How to convert a integers between 0 and 25 to corresponding ASCII characters?

Question

Say I have a number 0 that corresponds to the ASCII character a. How would I go about converting a number in the range 0 to 25 to letters in the alphabet?

I have already tried adding 97 to the decimal value, but it just outputs the number+97.

typedef enum {
    a, b, c, d, e, f, g, h, i, j, k, l, m, n, o, p, q, r, s, t, u, v, w, x, y, z
} set;

void dispSet(set numbers[], int size_numbers) {
  int i;
  printf("[ ");
  for (i = 0; i < size_numbers-1; i++) {
    printf("%d, ", ((char) numbers[i])+97);
  }
  printf("%d ]", ((char) numbers[size_numbers-1])+97);
  printf("\n");
}

Answer 1

You should should be pasing %c to printf, not %d.

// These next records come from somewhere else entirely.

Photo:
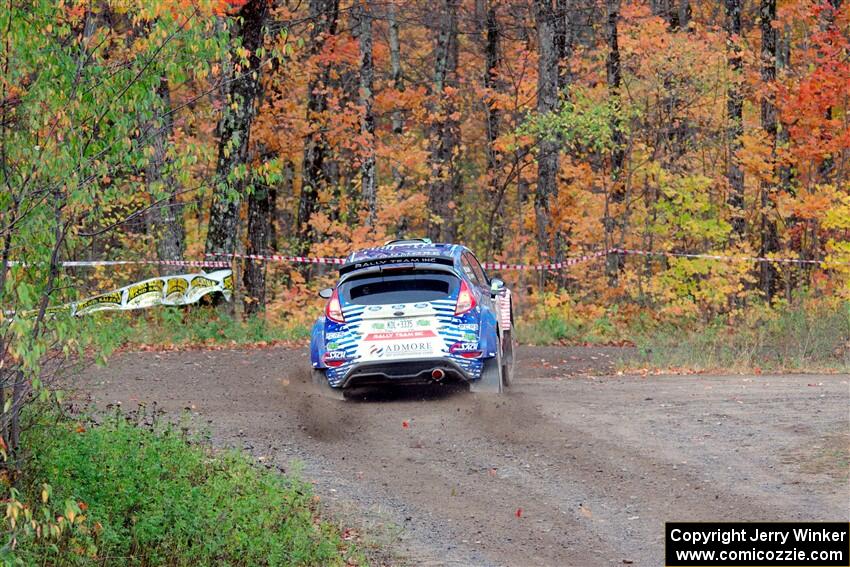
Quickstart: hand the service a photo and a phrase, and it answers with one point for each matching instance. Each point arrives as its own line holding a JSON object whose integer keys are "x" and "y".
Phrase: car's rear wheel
{"x": 320, "y": 383}
{"x": 492, "y": 380}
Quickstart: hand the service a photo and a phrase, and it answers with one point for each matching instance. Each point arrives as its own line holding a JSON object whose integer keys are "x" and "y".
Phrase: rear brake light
{"x": 465, "y": 299}
{"x": 333, "y": 310}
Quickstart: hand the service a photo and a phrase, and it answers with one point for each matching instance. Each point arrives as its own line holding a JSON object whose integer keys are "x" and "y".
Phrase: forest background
{"x": 533, "y": 131}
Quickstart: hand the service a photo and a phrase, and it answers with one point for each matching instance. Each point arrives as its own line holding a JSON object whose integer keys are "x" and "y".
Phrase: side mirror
{"x": 497, "y": 287}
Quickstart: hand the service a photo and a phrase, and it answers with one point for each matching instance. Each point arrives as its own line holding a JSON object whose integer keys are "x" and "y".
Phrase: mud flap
{"x": 491, "y": 381}
{"x": 323, "y": 388}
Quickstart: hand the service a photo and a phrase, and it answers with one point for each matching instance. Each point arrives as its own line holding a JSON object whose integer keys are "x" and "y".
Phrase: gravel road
{"x": 574, "y": 466}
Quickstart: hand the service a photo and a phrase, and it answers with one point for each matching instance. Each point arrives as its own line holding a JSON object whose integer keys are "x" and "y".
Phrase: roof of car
{"x": 402, "y": 250}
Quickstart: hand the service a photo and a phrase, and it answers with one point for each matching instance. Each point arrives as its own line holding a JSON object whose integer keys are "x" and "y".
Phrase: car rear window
{"x": 408, "y": 287}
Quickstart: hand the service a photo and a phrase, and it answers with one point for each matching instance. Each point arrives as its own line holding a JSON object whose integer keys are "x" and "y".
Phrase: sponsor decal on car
{"x": 408, "y": 349}
{"x": 399, "y": 324}
{"x": 399, "y": 335}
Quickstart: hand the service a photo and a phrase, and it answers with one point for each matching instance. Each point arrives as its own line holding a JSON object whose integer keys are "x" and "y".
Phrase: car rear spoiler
{"x": 416, "y": 261}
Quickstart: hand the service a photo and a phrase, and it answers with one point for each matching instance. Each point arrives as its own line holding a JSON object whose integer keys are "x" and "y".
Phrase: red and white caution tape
{"x": 552, "y": 266}
{"x": 499, "y": 266}
{"x": 95, "y": 263}
{"x": 722, "y": 258}
{"x": 279, "y": 258}
{"x": 544, "y": 267}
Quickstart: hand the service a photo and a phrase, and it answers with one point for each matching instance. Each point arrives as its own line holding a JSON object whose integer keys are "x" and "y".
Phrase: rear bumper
{"x": 413, "y": 371}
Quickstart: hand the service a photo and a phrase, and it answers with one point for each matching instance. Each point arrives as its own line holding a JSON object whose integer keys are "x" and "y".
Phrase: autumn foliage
{"x": 433, "y": 109}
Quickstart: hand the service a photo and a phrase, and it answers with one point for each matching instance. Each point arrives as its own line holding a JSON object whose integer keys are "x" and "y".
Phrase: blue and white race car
{"x": 413, "y": 312}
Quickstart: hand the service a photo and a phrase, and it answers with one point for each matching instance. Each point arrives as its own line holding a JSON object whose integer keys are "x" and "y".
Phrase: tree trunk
{"x": 769, "y": 234}
{"x": 564, "y": 41}
{"x": 324, "y": 15}
{"x": 165, "y": 219}
{"x": 549, "y": 149}
{"x": 259, "y": 227}
{"x": 614, "y": 262}
{"x": 234, "y": 129}
{"x": 398, "y": 84}
{"x": 445, "y": 185}
{"x": 735, "y": 114}
{"x": 492, "y": 60}
{"x": 368, "y": 177}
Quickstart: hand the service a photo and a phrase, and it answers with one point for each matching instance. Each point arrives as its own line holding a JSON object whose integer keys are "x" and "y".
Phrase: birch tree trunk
{"x": 492, "y": 60}
{"x": 445, "y": 185}
{"x": 735, "y": 114}
{"x": 769, "y": 235}
{"x": 549, "y": 149}
{"x": 165, "y": 218}
{"x": 324, "y": 15}
{"x": 259, "y": 230}
{"x": 368, "y": 177}
{"x": 234, "y": 129}
{"x": 614, "y": 261}
{"x": 397, "y": 78}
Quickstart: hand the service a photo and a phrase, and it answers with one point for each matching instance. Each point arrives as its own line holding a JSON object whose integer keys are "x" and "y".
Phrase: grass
{"x": 556, "y": 329}
{"x": 805, "y": 337}
{"x": 193, "y": 325}
{"x": 151, "y": 496}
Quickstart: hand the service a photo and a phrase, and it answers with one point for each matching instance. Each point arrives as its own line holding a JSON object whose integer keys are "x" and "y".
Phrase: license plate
{"x": 400, "y": 325}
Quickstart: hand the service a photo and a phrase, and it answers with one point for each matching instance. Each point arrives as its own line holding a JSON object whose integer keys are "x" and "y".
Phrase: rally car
{"x": 413, "y": 312}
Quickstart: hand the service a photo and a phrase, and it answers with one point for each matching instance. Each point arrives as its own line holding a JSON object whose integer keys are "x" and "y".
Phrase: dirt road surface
{"x": 573, "y": 466}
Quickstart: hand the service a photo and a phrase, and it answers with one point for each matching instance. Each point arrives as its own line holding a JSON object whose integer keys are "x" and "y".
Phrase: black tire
{"x": 491, "y": 381}
{"x": 508, "y": 346}
{"x": 320, "y": 383}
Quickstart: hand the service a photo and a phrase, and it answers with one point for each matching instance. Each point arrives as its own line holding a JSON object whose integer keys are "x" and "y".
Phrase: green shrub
{"x": 149, "y": 497}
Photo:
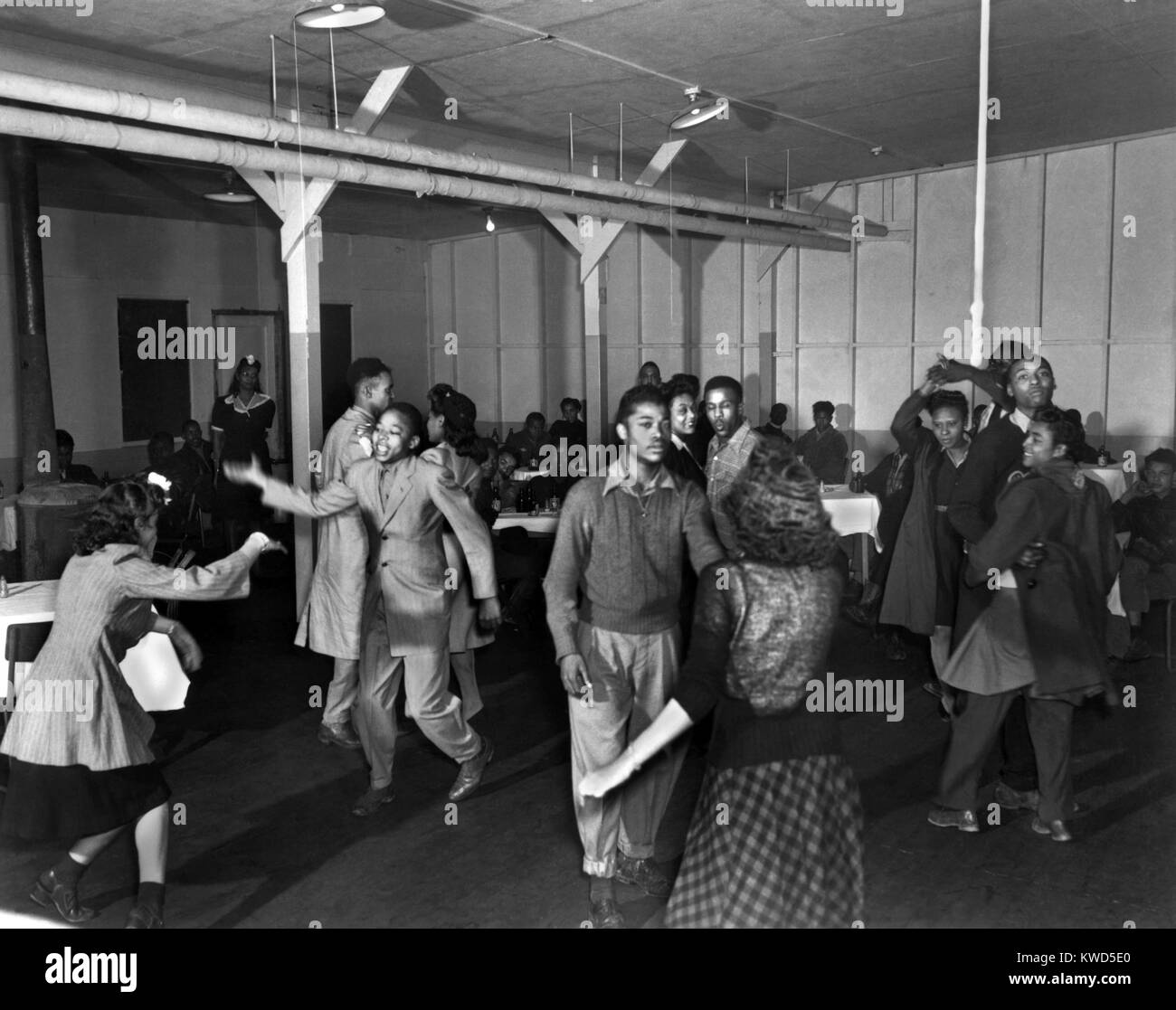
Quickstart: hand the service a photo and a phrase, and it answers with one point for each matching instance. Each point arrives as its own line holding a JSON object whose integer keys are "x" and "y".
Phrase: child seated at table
{"x": 1148, "y": 512}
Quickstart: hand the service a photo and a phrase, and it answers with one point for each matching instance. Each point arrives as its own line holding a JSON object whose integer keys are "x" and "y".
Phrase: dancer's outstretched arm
{"x": 336, "y": 497}
{"x": 670, "y": 724}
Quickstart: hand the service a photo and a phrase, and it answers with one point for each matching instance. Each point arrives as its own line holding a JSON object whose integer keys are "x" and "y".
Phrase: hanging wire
{"x": 747, "y": 194}
{"x": 273, "y": 80}
{"x": 334, "y": 83}
{"x": 620, "y": 146}
{"x": 976, "y": 309}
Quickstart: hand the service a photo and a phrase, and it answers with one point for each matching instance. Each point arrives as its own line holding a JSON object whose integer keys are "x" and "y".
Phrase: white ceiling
{"x": 812, "y": 89}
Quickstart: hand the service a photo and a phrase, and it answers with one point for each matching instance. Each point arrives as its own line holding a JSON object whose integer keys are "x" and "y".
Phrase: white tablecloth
{"x": 542, "y": 524}
{"x": 7, "y": 524}
{"x": 151, "y": 668}
{"x": 1113, "y": 477}
{"x": 851, "y": 513}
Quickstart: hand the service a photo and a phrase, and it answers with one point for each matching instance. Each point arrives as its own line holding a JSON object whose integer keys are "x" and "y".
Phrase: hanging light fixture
{"x": 231, "y": 194}
{"x": 700, "y": 109}
{"x": 339, "y": 15}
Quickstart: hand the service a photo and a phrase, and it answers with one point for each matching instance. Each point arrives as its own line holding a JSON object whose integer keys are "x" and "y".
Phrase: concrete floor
{"x": 270, "y": 841}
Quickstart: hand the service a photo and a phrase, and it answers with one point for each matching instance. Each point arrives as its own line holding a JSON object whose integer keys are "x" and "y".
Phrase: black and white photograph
{"x": 589, "y": 465}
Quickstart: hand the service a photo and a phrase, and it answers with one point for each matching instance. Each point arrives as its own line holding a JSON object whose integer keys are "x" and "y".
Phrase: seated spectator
{"x": 505, "y": 489}
{"x": 487, "y": 493}
{"x": 775, "y": 426}
{"x": 530, "y": 439}
{"x": 569, "y": 426}
{"x": 196, "y": 454}
{"x": 163, "y": 460}
{"x": 1148, "y": 512}
{"x": 70, "y": 470}
{"x": 822, "y": 447}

The format specifier, tells printf how to interpret the supplied paramters. If you pass %d, it will interpret the arguments as an integer. By specifying %c, you tell it to interpret the argument as a character. The manpages / help for printf, eventually lead to some 'format specifiers', which gives you the full list.

Personally, I tend to use someValue + 'a', or someValue + 'A', because I find it a bit easier to follow the code.